Beautiful Science: Remembering Daniel Kahneman (1934-2024)

2022 Nobel laureate in Economic Science, Daniel Kahneman who passed away on March 27, 2024 at the age of 90.

Economics is a notoriously imperialist discipline. Economists are more prone to colonize other scholarly fields than be colonized by them (sociology was an early “victim”). The singular exception to this pattern was Daniel Kahneman’s work in experimental psychology which eventually convinced the economics profession that he had a point – we are not the paragon of rationality assumed in mainstream economics. Instead, we have an innate tendency to think and act in ways that systematically compromise rationality. Such deviations are called “behavioral biases”, and they have become the focus of a vibrant sub-branch of economics known as Behavioral Economics. For his pioneering contributions, Kahneman received the 2002 Nobel Prize in economic science, the first time the prize was awarded to a psychologist.

Among the many of Kahneman’s discoveries, the one that really impressed me was Prospect Theory. If you’ve ever studied economics, you would have come across something called utility functions. An utility function is an upward-sloping concave curve with utility or satisfaction on the vertical axis and money or wealth on the horizontal axis. That the curve was thought to have this shape was taken as the “gospel truth” in mainstream economics since the time of Alfred Marshall, the distinguished 19th-century British economist. The positive slope meant that people always desire more wealth than less (uncontroversial), though with diminishing marginal utility (which signifies risk aversion). Kahneman argued on the basis of his laboratory experiments with his chief collaborator Amos Tversky (1937-1996) that it is the change in wealth and not absolute wealth that is the unit of utility. In place of the concave utility function, Kahneman’s work, which appeared in the highly prestigious economics journal, Econometrica in 1979, led him to formulate an S-shape value function (see figure below).
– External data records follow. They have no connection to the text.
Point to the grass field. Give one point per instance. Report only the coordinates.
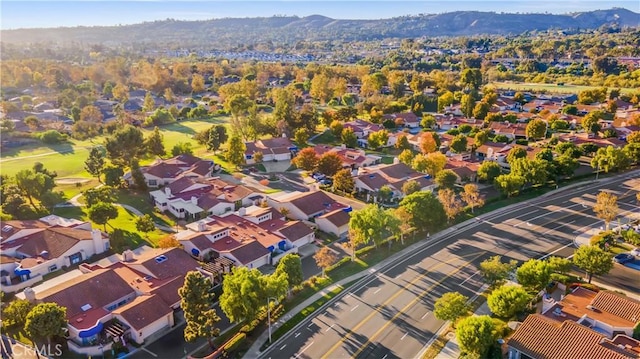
(536, 87)
(68, 159)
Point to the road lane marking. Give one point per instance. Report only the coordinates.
(303, 349)
(398, 293)
(326, 330)
(150, 352)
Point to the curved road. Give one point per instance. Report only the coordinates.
(388, 314)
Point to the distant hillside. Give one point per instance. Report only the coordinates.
(234, 31)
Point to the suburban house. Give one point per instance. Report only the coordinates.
(273, 149)
(362, 128)
(371, 179)
(296, 232)
(126, 298)
(193, 199)
(164, 172)
(31, 249)
(541, 337)
(351, 158)
(404, 119)
(243, 242)
(335, 222)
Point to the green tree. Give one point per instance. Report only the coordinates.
(154, 143)
(471, 196)
(459, 143)
(509, 184)
(610, 159)
(124, 146)
(593, 260)
(343, 181)
(336, 128)
(495, 271)
(15, 314)
(406, 157)
(301, 136)
(291, 266)
(349, 138)
(378, 139)
(46, 320)
(590, 122)
(536, 129)
(371, 223)
(476, 334)
(451, 306)
(101, 213)
(534, 274)
(410, 187)
(197, 301)
(94, 164)
(446, 179)
(242, 294)
(235, 154)
(329, 164)
(508, 300)
(306, 159)
(403, 143)
(426, 212)
(113, 175)
(325, 257)
(606, 207)
(149, 103)
(145, 224)
(467, 104)
(95, 195)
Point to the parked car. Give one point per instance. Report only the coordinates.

Prospect Theory S-Curve “Value Function.” Adapted from “Prospect Theory: An Analysis of Decision Under Risk,” by D. Kahneman and A. Tversky, 1979, Econometrica, 47, pp. 263-291.

In theoretical terms, the S-shaped curve means that people tend to be risk averse in the domain of gains and risk seeking in the domain of losses. The change in curvature from the standard utility function appears to be a rather minor change of focus, but a wealth of subsequent research has vindicated Kahneman’s insight. People’s risk propensity do tend to depend on whether they are already gaining wealth or are on the losing side. Risk aversion in the domain of gains explains, for example, why investors tend to sell their winning stocks too early (in case their winners become losers) and why gamblers who lose at the table are prone to keep betting (becoming more risk-seeking in the domain of losses for the hope of recovering what was lost).

I remember having a lot of fun incorporating Kahneman’s ideas in my Finance class when I was teaching in business school, and also testing those ideas empirically in my research. Students took Kahneman’s ideas like fish to water, probably because they resonate so intuitively with the way people actually behave. My research also took off in a vigorous way as one dataset after another provided nearly unequivocal support for Prospect Theory and the implications of the behavioral biases that Kahneman demonstrated over his long and fruitful career. Kahneman died a few days ago (on March 27) at the age of 90. He will be greatly missed.